Коммунары, слышавшие о религии только на антирелигиозных вечерах, обратились ко мне с вопросом:
— Ведь можно же пойти посмотреть, что они там делают в церкви?
— А чего же? Пойди посмотри.
Акимов предупредил:
— Только смотри, не хулиганить. Мы боремся с религией убеждением и перестройкой жизни, а не хулиганством.
— Да что мы, хулиганы, что ли?
— И вообще нужно, понимаешь, чтобы не оскорблять никого… там как-нибудь так… понимаешь… деликатнее так…
Хотя Акимов делал это распоряжение больше при помощи пальцев, но коммунары его поняли.
— Да, да, это мы понимаем, все будет благополучно.
Но через неделю ко мне пришел попик и просил:
— Нельзя ничего сказать, ваши мальчики ничего такого не делают, только, знаете, все-таки соблзн для верующих, все-таки неудобно. Они, правда, и стараются, боже сохрани, ничего плохого не можем сказать, а все-таки скажите им, чтобы, знаете, не ходили в церковь…
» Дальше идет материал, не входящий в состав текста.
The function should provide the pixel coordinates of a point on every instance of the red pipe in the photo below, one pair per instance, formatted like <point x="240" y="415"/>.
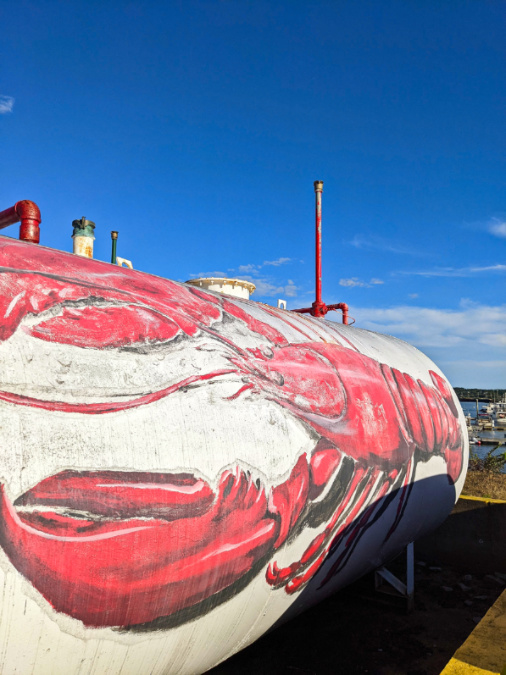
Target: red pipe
<point x="318" y="305"/>
<point x="326" y="308"/>
<point x="27" y="213"/>
<point x="319" y="308"/>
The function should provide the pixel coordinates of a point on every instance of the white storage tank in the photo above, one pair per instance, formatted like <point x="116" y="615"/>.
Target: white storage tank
<point x="238" y="288"/>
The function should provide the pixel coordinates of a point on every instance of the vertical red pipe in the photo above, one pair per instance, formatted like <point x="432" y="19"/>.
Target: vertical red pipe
<point x="318" y="306"/>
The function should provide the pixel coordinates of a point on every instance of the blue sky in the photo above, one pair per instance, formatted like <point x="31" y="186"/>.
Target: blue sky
<point x="197" y="129"/>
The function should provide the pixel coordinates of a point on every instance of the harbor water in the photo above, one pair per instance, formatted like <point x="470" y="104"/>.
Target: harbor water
<point x="469" y="408"/>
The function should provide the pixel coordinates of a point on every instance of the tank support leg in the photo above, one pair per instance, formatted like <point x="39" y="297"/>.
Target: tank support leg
<point x="382" y="576"/>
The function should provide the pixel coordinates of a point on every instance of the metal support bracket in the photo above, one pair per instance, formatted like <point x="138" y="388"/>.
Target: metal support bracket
<point x="382" y="577"/>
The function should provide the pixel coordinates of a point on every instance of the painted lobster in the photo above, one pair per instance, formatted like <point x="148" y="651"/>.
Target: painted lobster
<point x="115" y="547"/>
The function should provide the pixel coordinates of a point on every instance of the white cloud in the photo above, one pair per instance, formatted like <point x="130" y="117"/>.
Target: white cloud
<point x="379" y="244"/>
<point x="206" y="275"/>
<point x="278" y="262"/>
<point x="350" y="283"/>
<point x="245" y="269"/>
<point x="497" y="228"/>
<point x="461" y="341"/>
<point x="455" y="271"/>
<point x="265" y="287"/>
<point x="356" y="282"/>
<point x="6" y="104"/>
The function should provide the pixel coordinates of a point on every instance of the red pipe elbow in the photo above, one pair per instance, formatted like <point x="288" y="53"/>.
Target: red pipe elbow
<point x="27" y="213"/>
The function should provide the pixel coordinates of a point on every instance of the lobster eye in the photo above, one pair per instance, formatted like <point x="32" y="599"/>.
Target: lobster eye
<point x="99" y="327"/>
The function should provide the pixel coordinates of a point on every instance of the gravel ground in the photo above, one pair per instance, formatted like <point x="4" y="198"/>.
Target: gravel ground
<point x="360" y="631"/>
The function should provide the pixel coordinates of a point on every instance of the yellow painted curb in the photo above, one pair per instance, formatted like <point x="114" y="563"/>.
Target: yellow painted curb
<point x="456" y="667"/>
<point x="484" y="651"/>
<point x="483" y="499"/>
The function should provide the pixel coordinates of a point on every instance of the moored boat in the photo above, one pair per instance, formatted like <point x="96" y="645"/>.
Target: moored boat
<point x="184" y="469"/>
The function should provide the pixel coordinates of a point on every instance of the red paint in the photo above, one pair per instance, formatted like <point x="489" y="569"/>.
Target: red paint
<point x="146" y="545"/>
<point x="27" y="213"/>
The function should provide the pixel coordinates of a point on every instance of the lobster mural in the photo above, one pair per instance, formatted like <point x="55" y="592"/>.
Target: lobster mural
<point x="159" y="541"/>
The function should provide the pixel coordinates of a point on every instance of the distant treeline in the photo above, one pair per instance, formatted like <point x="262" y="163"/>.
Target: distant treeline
<point x="480" y="394"/>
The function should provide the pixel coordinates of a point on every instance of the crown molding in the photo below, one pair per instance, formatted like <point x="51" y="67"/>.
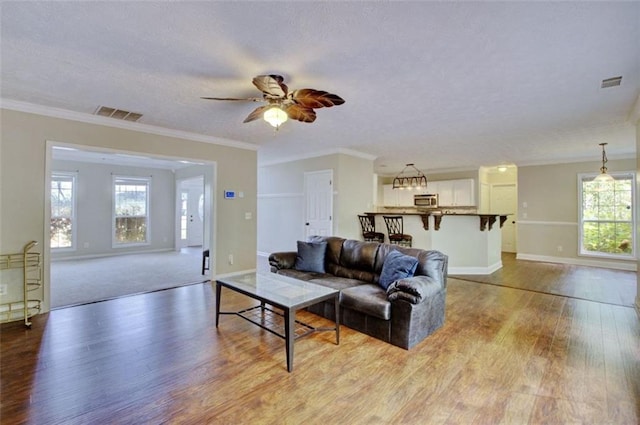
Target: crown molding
<point x="32" y="108"/>
<point x="343" y="151"/>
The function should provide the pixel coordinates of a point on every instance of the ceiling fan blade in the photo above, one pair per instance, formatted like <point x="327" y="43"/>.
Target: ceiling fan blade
<point x="272" y="86"/>
<point x="311" y="98"/>
<point x="300" y="113"/>
<point x="257" y="113"/>
<point x="249" y="99"/>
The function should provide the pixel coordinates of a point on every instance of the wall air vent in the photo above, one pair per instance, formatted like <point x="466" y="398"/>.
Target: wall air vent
<point x="611" y="82"/>
<point x="118" y="114"/>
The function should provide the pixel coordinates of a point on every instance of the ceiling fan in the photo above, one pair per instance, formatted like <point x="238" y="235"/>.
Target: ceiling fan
<point x="282" y="104"/>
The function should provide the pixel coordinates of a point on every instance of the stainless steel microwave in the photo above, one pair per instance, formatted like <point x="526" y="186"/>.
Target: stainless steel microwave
<point x="426" y="201"/>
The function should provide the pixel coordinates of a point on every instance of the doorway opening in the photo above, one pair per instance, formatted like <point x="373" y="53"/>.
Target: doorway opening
<point x="94" y="268"/>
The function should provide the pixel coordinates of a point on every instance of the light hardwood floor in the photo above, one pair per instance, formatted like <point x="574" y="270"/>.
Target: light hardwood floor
<point x="505" y="355"/>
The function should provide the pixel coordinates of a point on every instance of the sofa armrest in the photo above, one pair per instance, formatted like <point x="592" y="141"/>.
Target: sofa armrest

— Хулиганят, значит, понемножку?
— Нет, боже сохрани, боже сохрани, не хулиганят, нет. Ну, а приходят в трусиках, в шапочках этих, как они… а некоторые крестятся, только, знаете, левой рукой креститься и вообще не умеют. И смотрят в разные стороны, не знают, в какую сторону смотреть, повернется, понимаете, то боком к алтарю, то спиной. Ему, конечно, интересно, но все-таки дом молитвы, а мальчики, они же не знают, как это молитва, и благолепие, и все. В алтарь заходят, скромно, конечно, смотрят, ходят, иконы рассматривают, на престоле все наблюдают, неудобно, знаете.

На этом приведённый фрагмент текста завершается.